На пороге вырос капитан Лахути. Горьковатый аромат кофейных листьев знакомого лосьона, смешанный с терпким запахом табака, - и Джин ощутила присутствие Шахриара неожиданно ясно и даже остро. И это ощущение заслонило от нее все остальное, даже разговор с матерью.

- Я перезвоню вам, доктор, - сказала она в трубку.

- Хорошо, Аматула, - ответила мать. - Ждем от вас информации в любое время суток.

- Спасибо.

* * *

- Почему вы не уехали, капитан? - спросила Джин, выключив телефон и сунув его под подушку. - Или карательные меры еще не завершены?

- А разве они начинались? - вопросом на вопрос ответил Шахриар и подошел к ней, мягко ступая по зеленоватым медальонам на исфаханском напольном ковре. Опустился в стоявшее рядом с её кроватью кресло, о чем-то задумался.

Джин заметила, что он грустен. Не зол и полон решимости довести распоряжения своих начальников до конца - нет. На его лице читалась именно грусть - тихая, невысказанная, засевшая глубоко в сердце.

- Вы получили из-за меня выговор, капитан? - попыталась она пошутить, хотя и понимала неуместность своей шутки. - Во всяком случае похвалы, судя по вашему виду, вы не дождались, - съязвила по инерции. - Равно как и повышения по службе.

- Ошибаешься - повышения как раз дождался, - безэмоциональное ответил он. - Кстати, почему ты продолжаешь мне "выкать"?

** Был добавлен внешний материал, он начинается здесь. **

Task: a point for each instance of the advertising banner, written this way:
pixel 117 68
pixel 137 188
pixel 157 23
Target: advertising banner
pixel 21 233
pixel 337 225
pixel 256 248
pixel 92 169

- От нервного перенапряжения, наверное, - смутилась Джин. - За последние сутки мне пришлось изрядно понервничать. К тому же радиационное отравление, как известно, тоже возбуждает нервные окончания, - это она уже сыронизировала над собой. - Так тебя можно поздравить? - спросила через мгновение, перейдя на "ты" и будучи не в силах отвести взгляд от смуглого красивого лица и грустных золотисто-карих тигриных глаз Лахути. - По-моему, ты не рад повышению.

- А чему тут радоваться? - пожал плечами Шахриар - Да, мне дают майора, но лишь с условием перевода отсюда на один из объектов в Хамадан.

- Когда? - Неожиданно на Джин тоже нахлынула грусть. Во всяком случае внутри что-то дернулось и противно заныло, заболело, словно выворачивая душу наизнанку. И непонятно было, какая боль невыносимее: та, что от ожога, или эта, душевная.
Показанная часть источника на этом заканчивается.